Brain-response media, made visible.
Cortex turns submitted media into a TRIBE v2 cortical-response prediction, a Three.js cortical-surface playback, and four parallel narrations. The first viewer was built during the Nous Research × Kimi sprint; the work later pointed us toward deeper MRI and fMRI research questions that deserve a slower, more rigorous follow-up.
Current Status
Cortex is running locally again on Seratonin, the RTX 5090 desktop, at
http://127.0.0.1:8765. The Cloudflare Tunnel route can expose it
at cortex.redteamkitchen.com, but that route only works while the
PC, the watchdog, and the tunnel are all healthy. The old Tailscale Funnel
URLs are retired and should not be used in public copy.

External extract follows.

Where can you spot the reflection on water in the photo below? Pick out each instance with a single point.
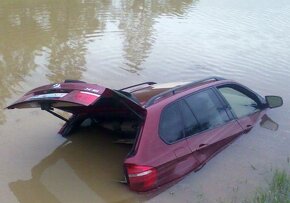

The durable public path is to publish selected recordings, generated brain-response clips, thumbnails, and scan metadata from Cloudflare Pages/R2, then treat the live app as an optional lab mode rather than the primary demo.
Gallery Artifacts
Gallery preview
Completed scans rendered on the 3D cortical surface
The local gallery now uses the same Three.js fsaverage5 brain surface as the live viewer: true per-vertex BOLD when a persisted TRIBE array exists, and regional BOLD fallback for still-image scans. This screenshot is the durable Cloudflare-safe preview while we record a polished public video.
What It Proved
- Working local pipeline: the FastAPI app, TRIBE v2 outputs, Three.js brain-surface previews, and scan registry all work on the local RTX 5090 machine.
- Public strategy change: dynamic uploads should not be the default public promise; static artifacts should carry the website.
- Research direction: the project is a prototype for media-to-brain-response exploration, not a diagnostic tool or a substitute for clinical fMRI.